Quando voltou definitivamente a Lisboa em Setembro de 1905, Pessoa trouxe consigo mais de 30 livros, a maior parte deles utilizados no
âmbito da sua escolaridade em Durban (fig. 1; fig. 2; fig. 3), outros adquiridos fora desse contexto, provavelmente nos meses precedentes
ao regresso à cidade natal (fig. 4; fig. 5).
Fig. 1. Casa Fernando Pessoa 8-643 MN. «Ao Fernando Pessôa, | meu ilustre camarada | e amigo, of[ferece] | Teixeira de Pascoaes».

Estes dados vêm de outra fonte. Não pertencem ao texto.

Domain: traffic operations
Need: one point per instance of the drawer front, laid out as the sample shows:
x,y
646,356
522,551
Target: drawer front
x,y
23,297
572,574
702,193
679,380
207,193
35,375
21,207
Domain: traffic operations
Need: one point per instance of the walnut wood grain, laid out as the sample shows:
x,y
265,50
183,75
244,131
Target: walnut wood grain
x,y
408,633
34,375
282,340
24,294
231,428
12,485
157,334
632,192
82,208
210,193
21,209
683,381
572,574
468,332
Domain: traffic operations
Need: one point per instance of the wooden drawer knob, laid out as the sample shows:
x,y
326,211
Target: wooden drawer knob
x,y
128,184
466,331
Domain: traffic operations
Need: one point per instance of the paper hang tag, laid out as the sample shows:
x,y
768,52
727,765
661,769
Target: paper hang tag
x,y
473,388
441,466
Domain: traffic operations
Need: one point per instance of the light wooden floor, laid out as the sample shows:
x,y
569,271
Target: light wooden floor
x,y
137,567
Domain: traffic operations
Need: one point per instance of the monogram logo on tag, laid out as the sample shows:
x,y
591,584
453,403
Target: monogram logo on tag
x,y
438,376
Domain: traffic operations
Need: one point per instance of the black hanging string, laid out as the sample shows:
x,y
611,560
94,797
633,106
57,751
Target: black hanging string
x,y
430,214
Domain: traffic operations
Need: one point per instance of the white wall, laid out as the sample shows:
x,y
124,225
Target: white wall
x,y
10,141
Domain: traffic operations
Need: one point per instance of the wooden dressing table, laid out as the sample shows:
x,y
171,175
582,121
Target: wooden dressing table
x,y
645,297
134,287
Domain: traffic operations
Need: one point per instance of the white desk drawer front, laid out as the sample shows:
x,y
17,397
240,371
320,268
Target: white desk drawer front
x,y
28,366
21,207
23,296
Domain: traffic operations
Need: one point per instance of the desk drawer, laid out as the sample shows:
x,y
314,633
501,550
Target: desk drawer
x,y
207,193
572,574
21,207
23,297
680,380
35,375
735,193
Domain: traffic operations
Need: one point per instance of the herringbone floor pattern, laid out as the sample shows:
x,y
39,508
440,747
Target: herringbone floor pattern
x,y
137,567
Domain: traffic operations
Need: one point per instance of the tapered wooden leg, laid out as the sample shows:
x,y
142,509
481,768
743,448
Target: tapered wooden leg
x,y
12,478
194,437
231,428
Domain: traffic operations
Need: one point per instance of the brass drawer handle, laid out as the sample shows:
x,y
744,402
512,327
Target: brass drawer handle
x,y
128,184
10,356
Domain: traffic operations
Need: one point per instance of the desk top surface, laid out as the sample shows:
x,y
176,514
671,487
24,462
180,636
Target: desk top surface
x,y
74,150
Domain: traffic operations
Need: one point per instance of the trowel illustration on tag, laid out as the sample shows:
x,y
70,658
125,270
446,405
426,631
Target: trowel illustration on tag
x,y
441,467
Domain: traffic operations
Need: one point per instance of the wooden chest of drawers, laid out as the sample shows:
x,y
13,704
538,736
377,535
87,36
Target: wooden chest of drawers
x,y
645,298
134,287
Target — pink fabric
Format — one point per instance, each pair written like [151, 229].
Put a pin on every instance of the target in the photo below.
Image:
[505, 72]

Fig. 2. CFP 8-37. «F. A. N. Pessôa. | Durban High School. | February 1904. | Form VI».
Fig. 3. CFP 8-89. «F. A. N. Pessôa, | February 1904. | Durban High School.| Form VI»
Fig. 4. CFP 8-172. «F. A. N. Pessôa».
Fig. 5. CFP 9-52. «F. A. N. Pessôa. | F. A. N. Pessôa».
A partir de alguns destes primeiros livros, Fernando Pessoa pensou em projectos e certos textos para suas primeiras figuras literárias inglesas. Em 1903, o pré-heterónimo David Merrick assina como proprietário o livro Information Wanted and other Sketches de Mark Twain (fig. 6) e o seu irmão, Lucas Merrick, coloca o seu nome em The Adventures of Joseph Andrews de Henry Fielding (fig. 7).
Fig. 6. CFP 8-554. «David Merrick | 1903».
Fig. 7. CFP 8-190. «Sidney Parkinson Stool. | 1903 | 1903 | Lucas Merrick | 1903 | F. A. N. Pessôa».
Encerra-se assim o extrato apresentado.